PADANG, HARIANHALUAN.ID — Hampir seluruh wilayah pesisir pantai di Provinsi Sumatra Barat, saat ini tengah menghadapi ancaman kerusakan serius akibat terjadinya abrasi pantai atau pengikisan daratan oleh gelombang air laut.
Perlu langkah serius dan kongkrit dari pemerintah daerah untuk menyelamatkan wilayah daratan pesisir pantai Sumatra Barat yang kian hari makin berkurang dikikis gelombang Abrasi.
Terutama dengan menyusun ulang dokumen rencana zonasi serta detil tata ruang yang sampai saat ini masih banyak menyalahi aturan serta mengabaikan wilayah-wilayah tertentu yang seharusnya tetap menjadi daerah konservasi seperti hutan bakau, mangrove dan nipah.
Wahana Lingkungan Hidup Indonesia (WALHI) Sumatra Barat mengatakan, laju pengikisan daratan wilayah pesisir Sumbar oleh gelombang laut atau abrasi, terus meningkat berkali-kali lipat sejak sepuluh tahun belakangan.
“Laju abrasi pantai Sumbar saat ini bahkan sudah mencapai 4 sampai 10 meter per tahunnya. Meningkat berkali-kali lipat dibandingkan dengan laju abrasi sepuluh tahun yang lalu,” ujar Kepala Departemen Advokasi WALHI Sumbar, Tomi Adam kepada Haluan Selasa (16/1/2024).
Beberapa titik abrasi pantai terparah berdasarkan amatan Walhi Sumbar, diantaranya adalah di daerah Sungai Limau dan Gasan di Kabupaten Padang Pariaman serta di sejumlah lokasi di Kota Padang seperti di Pantai Padang, Purus, Pasia Jambak, Pasia Nan Tigo, Muaro dan sebagainya
Berdasarkan tinjauan lapangan Walhi Sumbar di sejumlah daerah itu, akan ada ribuan kepala keluarga nelayan yang akan terancam kehilangan tempat tinggal dan wilayah kelolanya akibat terjadinya abrasi pantai.
“Sudah banyak rumah masyarakat yang bagian belakangnya sudah habis dan langsung menghadap gelombang atau ombak. Dampaknya sudah sangat serius baik dari segi hilangnya rumah masyarakat atau bahkan terjadinya banjir Rob seperti di Pasaman maupun daerah lainnya,” kata Tomi menjelaskan,
Tomi menilai, kerusakan lingkungan akibat abrasi, juga semakin diperparah dengan banyaknya persoalan yang terjadi di seputar penata kelolaan zonasi wilayah pesisir pantai Sumbar. Terutama akibat terjadinya pembiaran alih fungsi kawasan lindung wilayah pesisir.

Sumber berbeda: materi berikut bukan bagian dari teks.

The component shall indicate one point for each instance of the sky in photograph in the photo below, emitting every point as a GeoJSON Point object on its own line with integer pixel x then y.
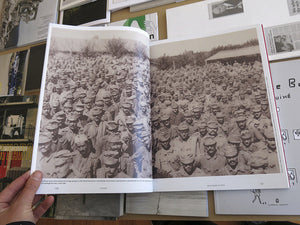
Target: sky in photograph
{"type": "Point", "coordinates": [202, 44]}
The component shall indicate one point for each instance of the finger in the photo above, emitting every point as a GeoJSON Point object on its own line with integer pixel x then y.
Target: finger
{"type": "Point", "coordinates": [42, 208]}
{"type": "Point", "coordinates": [8, 194]}
{"type": "Point", "coordinates": [32, 185]}
{"type": "Point", "coordinates": [36, 199]}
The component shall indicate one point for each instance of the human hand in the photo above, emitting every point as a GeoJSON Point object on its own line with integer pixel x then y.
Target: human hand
{"type": "Point", "coordinates": [17, 200]}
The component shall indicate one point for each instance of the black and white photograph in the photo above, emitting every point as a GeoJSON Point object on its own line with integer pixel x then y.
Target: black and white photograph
{"type": "Point", "coordinates": [95, 118]}
{"type": "Point", "coordinates": [13, 73]}
{"type": "Point", "coordinates": [67, 4]}
{"type": "Point", "coordinates": [225, 8]}
{"type": "Point", "coordinates": [294, 7]}
{"type": "Point", "coordinates": [25, 22]}
{"type": "Point", "coordinates": [89, 14]}
{"type": "Point", "coordinates": [283, 41]}
{"type": "Point", "coordinates": [210, 108]}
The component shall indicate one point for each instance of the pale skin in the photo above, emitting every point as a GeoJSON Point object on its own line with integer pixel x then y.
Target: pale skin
{"type": "Point", "coordinates": [17, 200]}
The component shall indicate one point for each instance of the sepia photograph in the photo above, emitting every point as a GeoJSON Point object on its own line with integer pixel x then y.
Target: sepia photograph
{"type": "Point", "coordinates": [95, 118]}
{"type": "Point", "coordinates": [210, 108]}
{"type": "Point", "coordinates": [225, 8]}
{"type": "Point", "coordinates": [89, 14]}
{"type": "Point", "coordinates": [29, 18]}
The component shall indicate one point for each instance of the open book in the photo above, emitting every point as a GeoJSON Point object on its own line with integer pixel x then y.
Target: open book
{"type": "Point", "coordinates": [209, 100]}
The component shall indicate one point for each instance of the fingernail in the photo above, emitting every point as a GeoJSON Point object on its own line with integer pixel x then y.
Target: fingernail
{"type": "Point", "coordinates": [37, 175]}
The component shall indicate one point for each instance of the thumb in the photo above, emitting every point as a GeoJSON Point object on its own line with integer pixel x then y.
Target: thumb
{"type": "Point", "coordinates": [31, 187]}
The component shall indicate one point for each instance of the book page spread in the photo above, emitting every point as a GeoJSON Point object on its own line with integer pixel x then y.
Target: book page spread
{"type": "Point", "coordinates": [214, 120]}
{"type": "Point", "coordinates": [285, 76]}
{"type": "Point", "coordinates": [93, 131]}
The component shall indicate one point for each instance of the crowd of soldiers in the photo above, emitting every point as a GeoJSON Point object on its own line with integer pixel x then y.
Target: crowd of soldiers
{"type": "Point", "coordinates": [96, 117]}
{"type": "Point", "coordinates": [212, 120]}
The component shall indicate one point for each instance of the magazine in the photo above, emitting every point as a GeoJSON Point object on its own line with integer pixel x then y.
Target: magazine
{"type": "Point", "coordinates": [100, 96]}
{"type": "Point", "coordinates": [285, 78]}
{"type": "Point", "coordinates": [26, 22]}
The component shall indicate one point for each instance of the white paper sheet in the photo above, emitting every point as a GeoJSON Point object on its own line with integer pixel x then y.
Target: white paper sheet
{"type": "Point", "coordinates": [286, 79]}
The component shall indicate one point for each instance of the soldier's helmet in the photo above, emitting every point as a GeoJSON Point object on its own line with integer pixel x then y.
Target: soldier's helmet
{"type": "Point", "coordinates": [220, 115]}
{"type": "Point", "coordinates": [269, 134]}
{"type": "Point", "coordinates": [209, 141]}
{"type": "Point", "coordinates": [212, 124]}
{"type": "Point", "coordinates": [44, 138]}
{"type": "Point", "coordinates": [109, 158]}
{"type": "Point", "coordinates": [183, 126]}
{"type": "Point", "coordinates": [240, 119]}
{"type": "Point", "coordinates": [164, 136]}
{"type": "Point", "coordinates": [234, 139]}
{"type": "Point", "coordinates": [245, 134]}
{"type": "Point", "coordinates": [165, 117]}
{"type": "Point", "coordinates": [187, 158]}
{"type": "Point", "coordinates": [230, 151]}
{"type": "Point", "coordinates": [80, 139]}
{"type": "Point", "coordinates": [112, 126]}
{"type": "Point", "coordinates": [62, 157]}
{"type": "Point", "coordinates": [72, 118]}
{"type": "Point", "coordinates": [259, 159]}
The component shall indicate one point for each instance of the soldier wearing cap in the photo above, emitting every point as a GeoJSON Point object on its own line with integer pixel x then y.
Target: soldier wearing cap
{"type": "Point", "coordinates": [84, 160]}
{"type": "Point", "coordinates": [46, 113]}
{"type": "Point", "coordinates": [165, 159]}
{"type": "Point", "coordinates": [110, 167]}
{"type": "Point", "coordinates": [188, 118]}
{"type": "Point", "coordinates": [188, 167]}
{"type": "Point", "coordinates": [233, 165]}
{"type": "Point", "coordinates": [213, 130]}
{"type": "Point", "coordinates": [63, 161]}
{"type": "Point", "coordinates": [82, 119]}
{"type": "Point", "coordinates": [60, 117]}
{"type": "Point", "coordinates": [109, 107]}
{"type": "Point", "coordinates": [114, 144]}
{"type": "Point", "coordinates": [44, 155]}
{"type": "Point", "coordinates": [203, 129]}
{"type": "Point", "coordinates": [52, 128]}
{"type": "Point", "coordinates": [88, 104]}
{"type": "Point", "coordinates": [95, 128]}
{"type": "Point", "coordinates": [222, 124]}
{"type": "Point", "coordinates": [184, 141]}
{"type": "Point", "coordinates": [176, 117]}
{"type": "Point", "coordinates": [142, 157]}
{"type": "Point", "coordinates": [212, 162]}
{"type": "Point", "coordinates": [197, 110]}
{"type": "Point", "coordinates": [55, 107]}
{"type": "Point", "coordinates": [67, 108]}
{"type": "Point", "coordinates": [234, 140]}
{"type": "Point", "coordinates": [258, 162]}
{"type": "Point", "coordinates": [166, 126]}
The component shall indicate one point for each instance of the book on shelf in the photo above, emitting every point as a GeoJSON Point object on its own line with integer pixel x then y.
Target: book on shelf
{"type": "Point", "coordinates": [17, 119]}
{"type": "Point", "coordinates": [89, 207]}
{"type": "Point", "coordinates": [285, 76]}
{"type": "Point", "coordinates": [192, 203]}
{"type": "Point", "coordinates": [119, 114]}
{"type": "Point", "coordinates": [26, 22]}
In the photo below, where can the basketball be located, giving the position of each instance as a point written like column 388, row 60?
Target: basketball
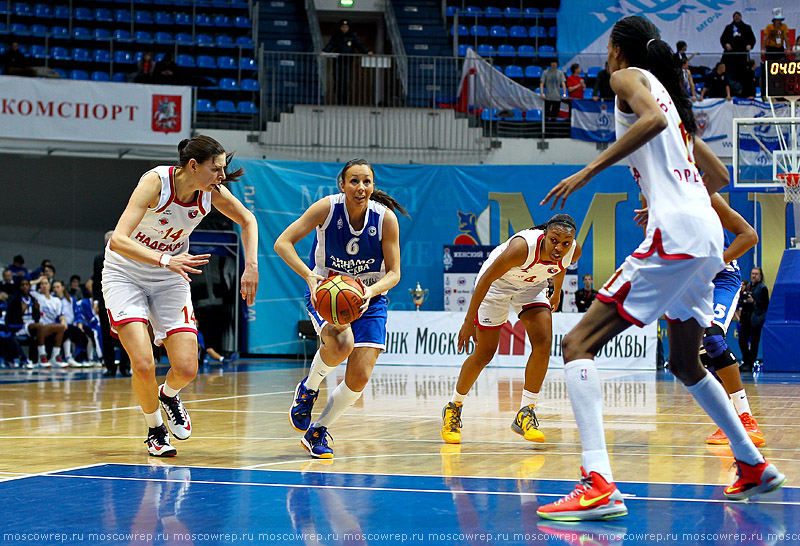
column 339, row 299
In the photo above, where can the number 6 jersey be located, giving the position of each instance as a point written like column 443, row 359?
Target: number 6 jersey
column 164, row 228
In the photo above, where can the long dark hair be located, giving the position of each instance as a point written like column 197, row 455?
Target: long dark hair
column 202, row 148
column 377, row 195
column 563, row 221
column 644, row 48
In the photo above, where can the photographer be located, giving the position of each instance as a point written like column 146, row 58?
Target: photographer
column 754, row 301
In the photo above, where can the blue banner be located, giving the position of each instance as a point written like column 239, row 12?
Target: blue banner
column 477, row 204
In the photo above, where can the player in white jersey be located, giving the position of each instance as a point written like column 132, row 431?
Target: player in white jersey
column 356, row 233
column 146, row 276
column 671, row 272
column 514, row 275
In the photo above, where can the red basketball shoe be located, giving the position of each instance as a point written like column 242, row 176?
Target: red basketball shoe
column 593, row 498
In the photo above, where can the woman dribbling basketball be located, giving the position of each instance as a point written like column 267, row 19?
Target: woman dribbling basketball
column 357, row 234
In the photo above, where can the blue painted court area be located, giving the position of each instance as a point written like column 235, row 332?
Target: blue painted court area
column 159, row 504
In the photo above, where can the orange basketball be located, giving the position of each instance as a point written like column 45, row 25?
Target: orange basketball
column 339, row 299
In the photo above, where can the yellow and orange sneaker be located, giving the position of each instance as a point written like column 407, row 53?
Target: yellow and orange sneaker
column 752, row 429
column 592, row 499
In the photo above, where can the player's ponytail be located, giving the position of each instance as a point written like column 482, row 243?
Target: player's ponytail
column 639, row 39
column 202, row 148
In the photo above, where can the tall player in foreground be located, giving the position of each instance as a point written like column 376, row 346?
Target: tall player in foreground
column 146, row 276
column 356, row 233
column 670, row 272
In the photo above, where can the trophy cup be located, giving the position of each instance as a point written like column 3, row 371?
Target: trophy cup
column 418, row 295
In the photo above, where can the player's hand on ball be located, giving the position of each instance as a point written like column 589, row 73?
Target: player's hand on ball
column 183, row 264
column 466, row 332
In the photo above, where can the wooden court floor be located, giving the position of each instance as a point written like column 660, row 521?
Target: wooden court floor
column 51, row 420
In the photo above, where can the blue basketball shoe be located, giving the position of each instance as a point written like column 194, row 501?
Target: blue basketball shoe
column 303, row 404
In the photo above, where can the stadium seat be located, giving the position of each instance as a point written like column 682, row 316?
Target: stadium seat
column 204, row 105
column 513, row 71
column 533, row 71
column 246, row 107
column 225, row 107
column 249, row 84
column 506, row 51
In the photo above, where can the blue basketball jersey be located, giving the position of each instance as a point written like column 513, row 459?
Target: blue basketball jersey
column 340, row 249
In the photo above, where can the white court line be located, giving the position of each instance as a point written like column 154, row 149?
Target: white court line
column 186, row 402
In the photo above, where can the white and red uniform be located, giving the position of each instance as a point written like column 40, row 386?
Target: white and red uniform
column 138, row 292
column 673, row 267
column 520, row 287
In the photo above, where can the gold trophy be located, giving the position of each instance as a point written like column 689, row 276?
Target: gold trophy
column 418, row 295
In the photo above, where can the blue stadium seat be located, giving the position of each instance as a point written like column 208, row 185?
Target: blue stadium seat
column 60, row 53
column 43, row 11
column 534, row 114
column 496, row 31
column 163, row 37
column 249, row 84
column 143, row 37
column 122, row 35
column 226, row 63
column 518, row 31
column 204, row 105
column 485, row 50
column 206, row 61
column 81, row 54
column 506, row 51
column 102, row 56
column 228, row 84
column 184, row 60
column 240, row 21
column 83, row 14
column 246, row 107
column 478, row 30
column 103, row 15
column 533, row 71
column 513, row 71
column 225, row 107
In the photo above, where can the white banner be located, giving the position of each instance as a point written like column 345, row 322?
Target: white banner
column 431, row 337
column 84, row 111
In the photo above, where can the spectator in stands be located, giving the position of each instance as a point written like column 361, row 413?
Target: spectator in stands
column 18, row 268
column 585, row 296
column 737, row 40
column 776, row 37
column 345, row 41
column 575, row 83
column 754, row 301
column 145, row 68
column 602, row 85
column 717, row 84
column 553, row 87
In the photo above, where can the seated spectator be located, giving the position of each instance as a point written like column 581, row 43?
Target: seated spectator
column 18, row 270
column 575, row 83
column 717, row 85
column 49, row 325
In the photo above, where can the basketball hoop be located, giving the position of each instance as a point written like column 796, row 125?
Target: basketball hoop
column 791, row 186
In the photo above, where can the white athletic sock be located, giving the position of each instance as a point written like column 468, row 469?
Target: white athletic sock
column 153, row 419
column 319, row 370
column 169, row 391
column 586, row 397
column 739, row 399
column 457, row 397
column 529, row 398
column 712, row 398
column 339, row 402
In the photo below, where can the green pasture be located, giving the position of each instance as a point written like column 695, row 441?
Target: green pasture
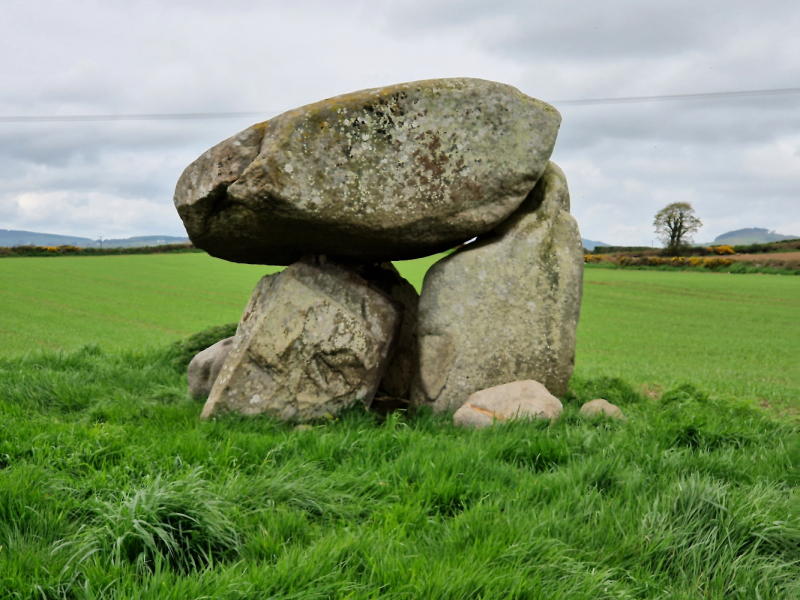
column 734, row 335
column 111, row 488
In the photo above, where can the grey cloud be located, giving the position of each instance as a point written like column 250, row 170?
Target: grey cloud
column 736, row 160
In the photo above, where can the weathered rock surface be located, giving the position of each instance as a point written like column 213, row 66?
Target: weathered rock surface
column 601, row 407
column 205, row 366
column 314, row 339
column 402, row 367
column 384, row 174
column 515, row 400
column 504, row 308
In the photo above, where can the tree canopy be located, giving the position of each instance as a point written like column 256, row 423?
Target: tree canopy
column 675, row 224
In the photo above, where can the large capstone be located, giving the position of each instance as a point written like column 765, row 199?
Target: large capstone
column 384, row 174
column 504, row 308
column 314, row 339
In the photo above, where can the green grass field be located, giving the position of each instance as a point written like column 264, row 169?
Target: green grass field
column 734, row 335
column 112, row 488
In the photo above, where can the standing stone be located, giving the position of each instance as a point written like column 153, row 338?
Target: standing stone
column 504, row 308
column 314, row 339
column 388, row 173
column 397, row 380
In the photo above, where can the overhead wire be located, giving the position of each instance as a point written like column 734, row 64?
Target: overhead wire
column 234, row 115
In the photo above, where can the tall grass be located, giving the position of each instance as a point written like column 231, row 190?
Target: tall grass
column 111, row 487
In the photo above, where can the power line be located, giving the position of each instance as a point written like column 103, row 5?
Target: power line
column 141, row 117
column 704, row 96
column 234, row 115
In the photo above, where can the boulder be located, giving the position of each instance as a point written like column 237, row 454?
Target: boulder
column 397, row 380
column 315, row 339
column 389, row 173
column 515, row 400
column 601, row 407
column 505, row 307
column 205, row 366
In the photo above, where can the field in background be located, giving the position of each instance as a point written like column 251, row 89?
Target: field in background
column 112, row 488
column 733, row 335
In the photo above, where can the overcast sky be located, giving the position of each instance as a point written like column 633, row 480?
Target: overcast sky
column 737, row 160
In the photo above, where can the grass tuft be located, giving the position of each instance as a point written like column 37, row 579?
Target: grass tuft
column 180, row 522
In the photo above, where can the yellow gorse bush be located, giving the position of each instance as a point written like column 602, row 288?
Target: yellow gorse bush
column 722, row 250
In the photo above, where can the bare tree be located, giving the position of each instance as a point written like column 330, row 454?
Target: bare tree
column 675, row 224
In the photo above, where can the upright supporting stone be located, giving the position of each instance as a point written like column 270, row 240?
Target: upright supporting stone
column 314, row 339
column 504, row 308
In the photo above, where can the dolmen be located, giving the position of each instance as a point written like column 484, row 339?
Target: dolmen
column 335, row 191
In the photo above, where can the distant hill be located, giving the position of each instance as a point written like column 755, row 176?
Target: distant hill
column 752, row 235
column 590, row 244
column 11, row 237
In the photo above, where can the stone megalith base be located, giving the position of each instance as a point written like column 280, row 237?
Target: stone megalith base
column 504, row 308
column 314, row 339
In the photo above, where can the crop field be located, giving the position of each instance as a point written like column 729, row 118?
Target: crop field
column 111, row 487
column 734, row 335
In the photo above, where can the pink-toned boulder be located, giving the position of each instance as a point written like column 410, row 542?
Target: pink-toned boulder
column 205, row 367
column 516, row 400
column 601, row 407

“Ada pembiaran di wilayah-wilayah yang bukan dari perkotaan, hal itu terjadi di Kota Padang dan Padang Pariaman. Dua kota ini tidak lagi memainkan peran untuk melindungi wilayah sempadannya dari abrasi,” bebernya.
Kondisi yang terjadi di dua Kota itu, kata Tomi, terjadi banyak pembiaran atas tumbuhnya bisnis tambak-tambak udang ilegal di daerah-daerah yang seharusnya menjadi kawasan lindung atau areal vegetasi tanaman Mangrove, bakau atau Nipah.
“Di dua kota ini , bahkan banyak ditemukan tambak udang berada di titik lokasi nol meter pasang tertinggi. Bukan lagi di 100 tapi sudah di 0 meter. Ini terjadi di Tambak Udang yang berada di dekat Bandara Internasional Minangkabau,” tutur tomi. (*)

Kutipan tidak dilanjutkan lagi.